Они сидели в зале на диване. Уже смеркалось, но они не включали свет и не включали телевизор. Просто сидели рядышком и больше молчали, чем говорили. Катя мышкой затихла за дедовым письменным столом в спальне и увлеченно мазала акварельными красками по бумаге, благо бумаги Виталий Юрьевич не пожалел и дал много.

Ольга Алексеевна думала о своем. Ей вспомнилась свадьба дочери с Андреем. Андрей ей тогда понравился: высокий, ладный, с военной выправкой. Мила училась на третьем курсе Университета, а он заканчивал высшее военное училище, но, соблазнившись быстрыми деньгами, которые легко зарабатывали его друзья на гражданке, открывая фирмы и ввязываясь в торговые предприятия, ушел с последнего курса, организовал с помощью отца столярную мастерскую и стал грести деньги лопатой. В то время это было просто. Народ сметал с прилавков все, потому что товаров было мало, рынок только насыщался, разбогатевшие предприниматели напропалую жировали, парились с девочками в саунах, играли в казино, проигрывались и пропивались в пух и прах, а кто устоял, строил поражающие воображение русского обывателя коттеджи с бассейнами и банями, и им требовались столярные работы и мебель на заказ. Мила, наивная дурочка еще, с головой окунулась в новую для себя, независимую от родителей и свободную от родительской опеки жизнь. Чуть не каждый день цветы, дорогие подарки и компании. Все это не нравилось Ольге Алексеевне и Виталию Юрьевичу, и они говорили об этом дочери, но она и слушать ничего не хотела, огрызалась и обижала, заявляя, что нравоучений и нотаций ей с избытком хватило, когда она жила с ними. Ольга Алексеевна замолкала и, поджав губы, шла на кухню, а Виталий Юрьевич исчезал в спальне, где садился за письменный стол. Мила уходила, хлопнув дверью.
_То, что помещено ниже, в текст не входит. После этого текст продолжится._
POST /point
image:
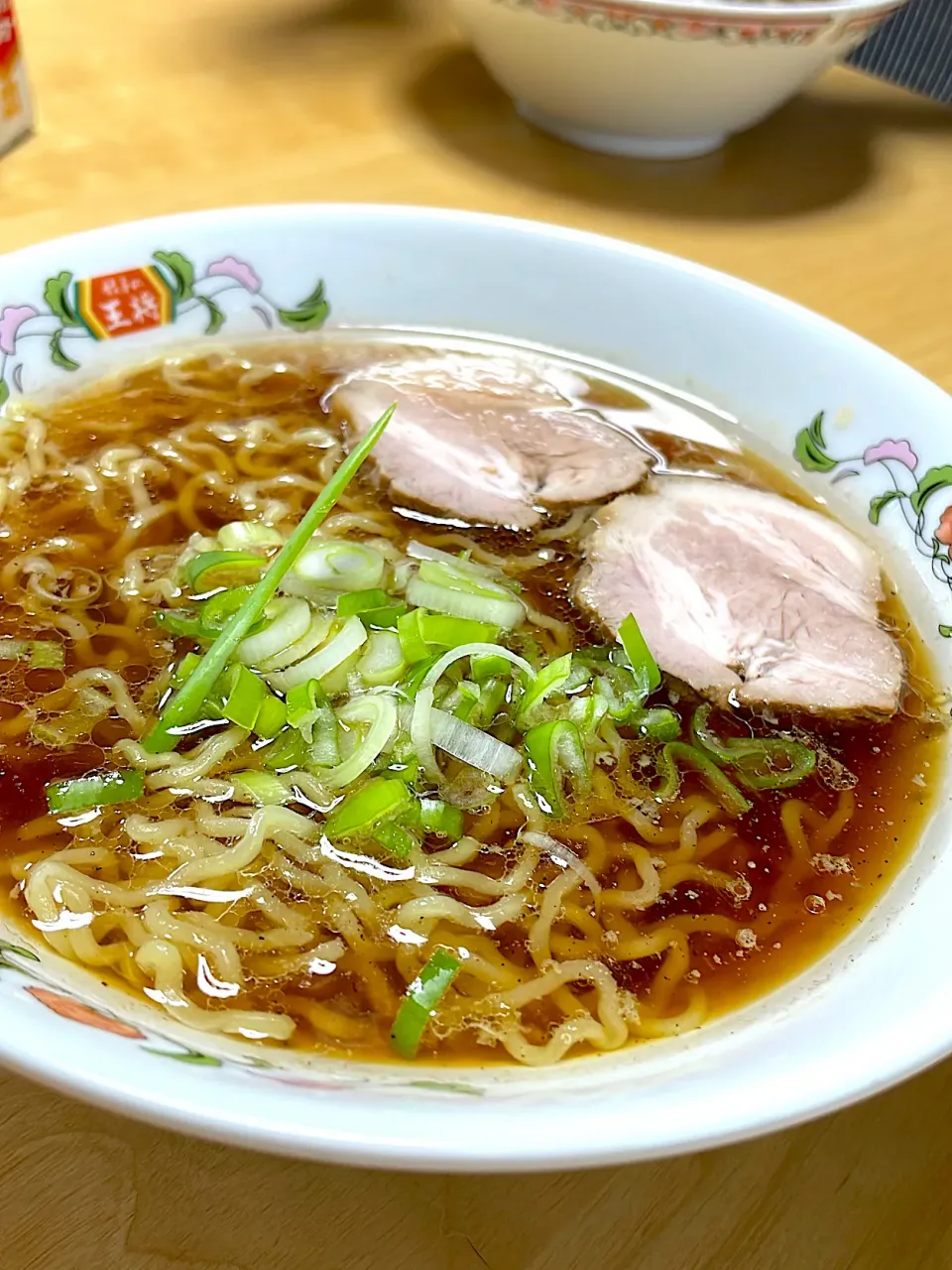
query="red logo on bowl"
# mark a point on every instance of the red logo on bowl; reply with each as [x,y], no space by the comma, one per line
[8,35]
[122,304]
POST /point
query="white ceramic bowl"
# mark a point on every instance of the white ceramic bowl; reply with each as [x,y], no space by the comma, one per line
[660,79]
[875,1010]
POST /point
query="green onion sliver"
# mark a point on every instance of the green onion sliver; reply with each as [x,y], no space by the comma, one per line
[46,654]
[244,698]
[658,724]
[381,799]
[362,601]
[555,749]
[452,631]
[548,680]
[643,663]
[421,998]
[82,793]
[185,702]
[471,604]
[222,568]
[678,752]
[442,818]
[472,746]
[263,788]
[304,703]
[379,717]
[767,763]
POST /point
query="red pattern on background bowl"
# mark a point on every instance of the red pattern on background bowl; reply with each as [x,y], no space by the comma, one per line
[660,79]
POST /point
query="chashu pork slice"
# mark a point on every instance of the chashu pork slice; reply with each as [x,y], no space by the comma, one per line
[746,595]
[486,443]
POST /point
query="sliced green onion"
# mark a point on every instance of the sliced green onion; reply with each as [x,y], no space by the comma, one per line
[492,699]
[411,685]
[244,697]
[287,620]
[181,622]
[420,1002]
[397,838]
[462,699]
[304,705]
[555,749]
[239,535]
[46,654]
[548,680]
[379,716]
[442,818]
[386,617]
[621,691]
[411,635]
[362,601]
[488,666]
[460,575]
[474,747]
[442,665]
[678,752]
[336,566]
[769,763]
[185,667]
[381,799]
[643,663]
[312,639]
[287,751]
[461,564]
[474,604]
[452,631]
[82,793]
[587,712]
[188,698]
[271,719]
[263,788]
[350,636]
[324,749]
[660,724]
[222,568]
[217,608]
[382,661]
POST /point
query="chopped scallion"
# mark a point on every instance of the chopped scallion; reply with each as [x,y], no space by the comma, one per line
[188,698]
[381,799]
[442,818]
[244,697]
[362,601]
[222,570]
[419,1005]
[555,749]
[643,663]
[46,654]
[96,789]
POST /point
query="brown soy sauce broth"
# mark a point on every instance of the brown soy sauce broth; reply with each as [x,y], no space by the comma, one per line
[796,911]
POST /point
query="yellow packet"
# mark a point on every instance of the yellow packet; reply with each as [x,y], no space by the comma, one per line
[16,105]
Однажды Андрей сказал Миле, чтобы она бросила свой Университет, от которого в жизни не будет никакого проку. «Сейчас зарабатывать деньги можно и без образования, – сказал тогда Андрей. – А уж если учиться, то нужно идти в коммерческий институт, тем более, там сейчас как раз есть знакомые, которые могут помочь»…

Разговор с родителями был резким, со слезами, с криком и истерикой.

– Ты бросишь Университет только через мой труп! – заявила Ольга Алексеевна. – Получи диплом, и тогда хоть в коммерческий, хоть к черту на рога!

– Ладно, я вам принесу этот диплом, чтоб вы повесили его себе на стенку, – бросила Мила и хлопнула дверью так, что электрический звонок жалобно тренькнул, будто в испуге.

Ольга Алексеевна догадывалась, что в семье дочери происходит что-то неладное. Но из Милы лишнего слова не вытянешь, хотя по ней было видно, что она что-то скрывает. Но однажды дочь пришла к ним в слезах и рассказала, что Андрей избил ее. Оказалось, что бил он ее и раньше. Катя по-детски непосредственно и даже с каким-то удовольствием сказала:

– А папа маму об дверь головой бил, а я испугалась и описалась.

Ольга Алексеевна дар речи потеряла, а Виталий Юрьевич только головой покачал.

Когда Андрей приехал забирать вещи, Мила с дочерью ушла из дома. Ольга Алексеевна и Виталий Юрьевич молча сидели в комнате, пока Андрей собирал вещи. Только Ольга Алексеевна спросила с укором:

– Как же ты так, Андрей?

– Я ее любил! И сейчас люблю. А она мне жизнь испортила, – с надрывом выдавил Андрей.

Был он выпивши, и Ольга Алексеевна сочла разумным разговор не продолжать, только пожала плечами, и ее брови, по обыкновению, взлетели вверх. «Чем это она успела ему жизнь испортить?» – подумала она.